With all the negative storylines that have dominated the Yankee talk this year, it would be easy to think they were having a down season. They traded away their best prospect and lost the pitcher for whom they traded him for the season due to injury. They've had major injuries to their most important relief pitchers and their best starters. They've gotten inconsistent performances and declining production from key spots in the middle of their lineup. And they are too one-dimensional without their speedy starting left fielder and rely too much on the home run to score runs and win games.
And yet despite all of that negativity, the Yankees find themselves 23 games over .500 with an MLB-best 57-34 record. They've won 5 of 6 since the All Star break, 10 of 14 since the start of July, 26 of 35 since the start of interleague play, and 34 of 47 since their last West Coast trip. They've got a +80 run differential, which is 2nd best in baseball by 1 run, they lead everybody in team wOBA (.348) and wRC+ (115), and are top 3 in the AL in team ERA (3.72) and FIP (3.88). They've built a 10-game division lead in what is widely considered to be the best division in Major League Baseball, and have already started shoveling dirt on their competition for the division title.

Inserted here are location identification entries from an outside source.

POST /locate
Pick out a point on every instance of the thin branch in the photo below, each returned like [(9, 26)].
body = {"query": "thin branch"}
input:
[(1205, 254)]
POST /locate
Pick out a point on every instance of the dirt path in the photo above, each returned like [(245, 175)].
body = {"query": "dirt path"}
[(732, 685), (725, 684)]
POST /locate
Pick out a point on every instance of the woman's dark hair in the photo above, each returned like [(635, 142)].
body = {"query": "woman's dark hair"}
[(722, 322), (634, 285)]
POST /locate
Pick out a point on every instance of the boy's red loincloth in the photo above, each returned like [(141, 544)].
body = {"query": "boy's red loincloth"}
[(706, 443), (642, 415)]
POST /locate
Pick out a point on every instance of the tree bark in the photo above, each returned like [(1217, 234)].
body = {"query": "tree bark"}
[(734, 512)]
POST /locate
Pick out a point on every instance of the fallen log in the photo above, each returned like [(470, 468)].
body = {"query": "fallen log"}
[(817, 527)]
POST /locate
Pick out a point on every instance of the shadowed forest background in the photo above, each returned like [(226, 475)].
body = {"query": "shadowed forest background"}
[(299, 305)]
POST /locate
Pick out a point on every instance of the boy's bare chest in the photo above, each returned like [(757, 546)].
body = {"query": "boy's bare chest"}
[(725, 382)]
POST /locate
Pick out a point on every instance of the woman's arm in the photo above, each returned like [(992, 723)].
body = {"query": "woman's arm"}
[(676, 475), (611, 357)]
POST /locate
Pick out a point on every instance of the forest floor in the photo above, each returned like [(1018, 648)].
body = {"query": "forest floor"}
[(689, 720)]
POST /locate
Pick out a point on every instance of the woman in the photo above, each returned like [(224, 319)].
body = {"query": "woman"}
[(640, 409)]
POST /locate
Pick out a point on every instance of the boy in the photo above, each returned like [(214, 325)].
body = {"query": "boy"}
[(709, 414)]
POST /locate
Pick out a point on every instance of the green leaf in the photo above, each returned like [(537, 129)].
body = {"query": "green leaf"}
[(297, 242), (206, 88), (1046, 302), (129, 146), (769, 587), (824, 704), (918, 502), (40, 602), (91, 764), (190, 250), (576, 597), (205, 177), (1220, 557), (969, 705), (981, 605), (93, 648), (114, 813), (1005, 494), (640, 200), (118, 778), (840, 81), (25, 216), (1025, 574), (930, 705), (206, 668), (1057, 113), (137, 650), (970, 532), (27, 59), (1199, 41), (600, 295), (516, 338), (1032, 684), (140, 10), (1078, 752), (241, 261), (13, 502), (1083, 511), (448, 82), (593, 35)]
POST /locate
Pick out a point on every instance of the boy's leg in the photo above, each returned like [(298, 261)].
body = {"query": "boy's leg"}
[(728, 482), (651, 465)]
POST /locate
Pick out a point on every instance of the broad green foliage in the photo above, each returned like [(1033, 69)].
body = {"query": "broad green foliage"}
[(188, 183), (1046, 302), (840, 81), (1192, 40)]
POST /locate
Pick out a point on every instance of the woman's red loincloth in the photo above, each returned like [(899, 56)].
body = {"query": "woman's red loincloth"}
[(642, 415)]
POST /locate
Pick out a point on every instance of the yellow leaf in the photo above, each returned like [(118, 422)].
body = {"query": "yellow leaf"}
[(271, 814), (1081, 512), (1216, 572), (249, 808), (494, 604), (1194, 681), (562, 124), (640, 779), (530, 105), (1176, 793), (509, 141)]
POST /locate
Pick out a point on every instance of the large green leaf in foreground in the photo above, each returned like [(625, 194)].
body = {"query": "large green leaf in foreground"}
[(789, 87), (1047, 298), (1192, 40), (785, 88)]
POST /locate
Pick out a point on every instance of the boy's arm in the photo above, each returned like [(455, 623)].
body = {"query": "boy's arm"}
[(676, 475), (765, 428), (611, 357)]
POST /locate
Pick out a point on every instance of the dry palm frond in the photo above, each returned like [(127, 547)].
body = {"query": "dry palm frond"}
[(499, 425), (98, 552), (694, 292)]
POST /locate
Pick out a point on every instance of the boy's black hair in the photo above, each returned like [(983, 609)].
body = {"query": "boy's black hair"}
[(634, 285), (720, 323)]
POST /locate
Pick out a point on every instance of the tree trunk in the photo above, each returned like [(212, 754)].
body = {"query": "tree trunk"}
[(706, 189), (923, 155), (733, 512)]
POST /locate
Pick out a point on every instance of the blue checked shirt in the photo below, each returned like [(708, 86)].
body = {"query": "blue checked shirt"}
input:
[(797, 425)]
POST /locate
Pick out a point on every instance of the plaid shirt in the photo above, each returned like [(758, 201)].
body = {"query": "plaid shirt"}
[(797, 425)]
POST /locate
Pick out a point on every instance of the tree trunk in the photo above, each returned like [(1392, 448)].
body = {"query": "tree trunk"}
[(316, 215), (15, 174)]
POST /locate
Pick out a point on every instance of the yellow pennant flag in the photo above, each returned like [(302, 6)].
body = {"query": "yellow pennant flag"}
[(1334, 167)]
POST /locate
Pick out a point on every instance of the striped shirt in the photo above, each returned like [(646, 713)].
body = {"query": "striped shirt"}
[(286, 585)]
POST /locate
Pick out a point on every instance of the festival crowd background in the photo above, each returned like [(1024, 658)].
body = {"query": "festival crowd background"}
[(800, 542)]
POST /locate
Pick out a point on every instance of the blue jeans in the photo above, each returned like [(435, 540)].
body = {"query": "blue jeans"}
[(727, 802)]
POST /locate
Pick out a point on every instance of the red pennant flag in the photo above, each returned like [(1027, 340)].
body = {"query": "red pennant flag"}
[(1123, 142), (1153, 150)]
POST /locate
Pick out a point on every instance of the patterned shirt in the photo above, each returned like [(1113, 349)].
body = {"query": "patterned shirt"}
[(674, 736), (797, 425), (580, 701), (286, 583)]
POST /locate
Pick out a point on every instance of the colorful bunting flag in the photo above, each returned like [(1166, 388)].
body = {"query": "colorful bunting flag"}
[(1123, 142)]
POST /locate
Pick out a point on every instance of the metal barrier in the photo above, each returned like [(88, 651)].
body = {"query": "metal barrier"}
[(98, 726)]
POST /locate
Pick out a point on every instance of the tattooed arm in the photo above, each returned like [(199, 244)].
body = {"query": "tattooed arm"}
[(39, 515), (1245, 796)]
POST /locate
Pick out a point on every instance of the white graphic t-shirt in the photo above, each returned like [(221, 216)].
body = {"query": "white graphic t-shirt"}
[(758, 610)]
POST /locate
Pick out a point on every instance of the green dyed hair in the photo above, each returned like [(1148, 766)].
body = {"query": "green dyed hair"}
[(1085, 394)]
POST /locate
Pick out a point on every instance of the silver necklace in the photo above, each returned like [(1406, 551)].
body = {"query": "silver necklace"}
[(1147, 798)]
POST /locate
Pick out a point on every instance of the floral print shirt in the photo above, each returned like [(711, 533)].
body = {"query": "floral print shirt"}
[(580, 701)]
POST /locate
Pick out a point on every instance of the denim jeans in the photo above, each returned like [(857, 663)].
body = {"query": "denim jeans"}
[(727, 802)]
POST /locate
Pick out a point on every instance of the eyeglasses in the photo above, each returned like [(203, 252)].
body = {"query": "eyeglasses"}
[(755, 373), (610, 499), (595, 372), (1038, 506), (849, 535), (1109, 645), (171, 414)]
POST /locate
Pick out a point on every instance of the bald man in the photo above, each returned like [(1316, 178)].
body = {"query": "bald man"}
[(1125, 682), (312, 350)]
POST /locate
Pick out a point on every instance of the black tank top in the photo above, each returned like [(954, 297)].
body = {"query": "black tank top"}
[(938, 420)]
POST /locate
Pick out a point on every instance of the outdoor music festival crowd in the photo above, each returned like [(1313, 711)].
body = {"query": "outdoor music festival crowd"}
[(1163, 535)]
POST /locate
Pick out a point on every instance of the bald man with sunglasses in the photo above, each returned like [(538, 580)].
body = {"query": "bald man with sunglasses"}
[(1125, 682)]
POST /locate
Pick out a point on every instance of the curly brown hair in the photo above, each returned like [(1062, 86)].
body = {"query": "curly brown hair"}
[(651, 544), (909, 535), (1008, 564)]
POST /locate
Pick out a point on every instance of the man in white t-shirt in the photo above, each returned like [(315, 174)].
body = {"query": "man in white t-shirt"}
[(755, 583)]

Despite all the negative press from the MSM and occasional nitpicking from the blogosphere, it turns out that the Yankees are actually a pretty damn good baseball team. They're also in the middle of a stretch where they're playing damn good team baseball. They're hitting for average and power, getting good work from their pitching staff, and playing solid defense. Everybody on the 25-man roster is getting a chance to contribute and it seems like everybody is contributing something when their name is penciled into the lineup card or their number is called from the bullpen. It's good times in Yankeeland right now.
Thursday, July 19, 2012
(How the game ended. Courtesy of The AP)
Does any player better personify the continued irrelevancy of the Toronto Blue Jays in the AL East than Ricky Romero? Every year we hear about how the Blue Jays are better than they were and ready to take the next step, and every year they underwhelm and finish 4th. And every year we hear about how Ricky Romero is a future stud young lefty who can be a key to Toronto's rotation improvements, and every year he ends up being the same talented but underwhelming middle-of-the-rotation arm that he is. He was facing Hiroki Kuroda yesterday in a series finale matinee, and he didn't fare too well at all.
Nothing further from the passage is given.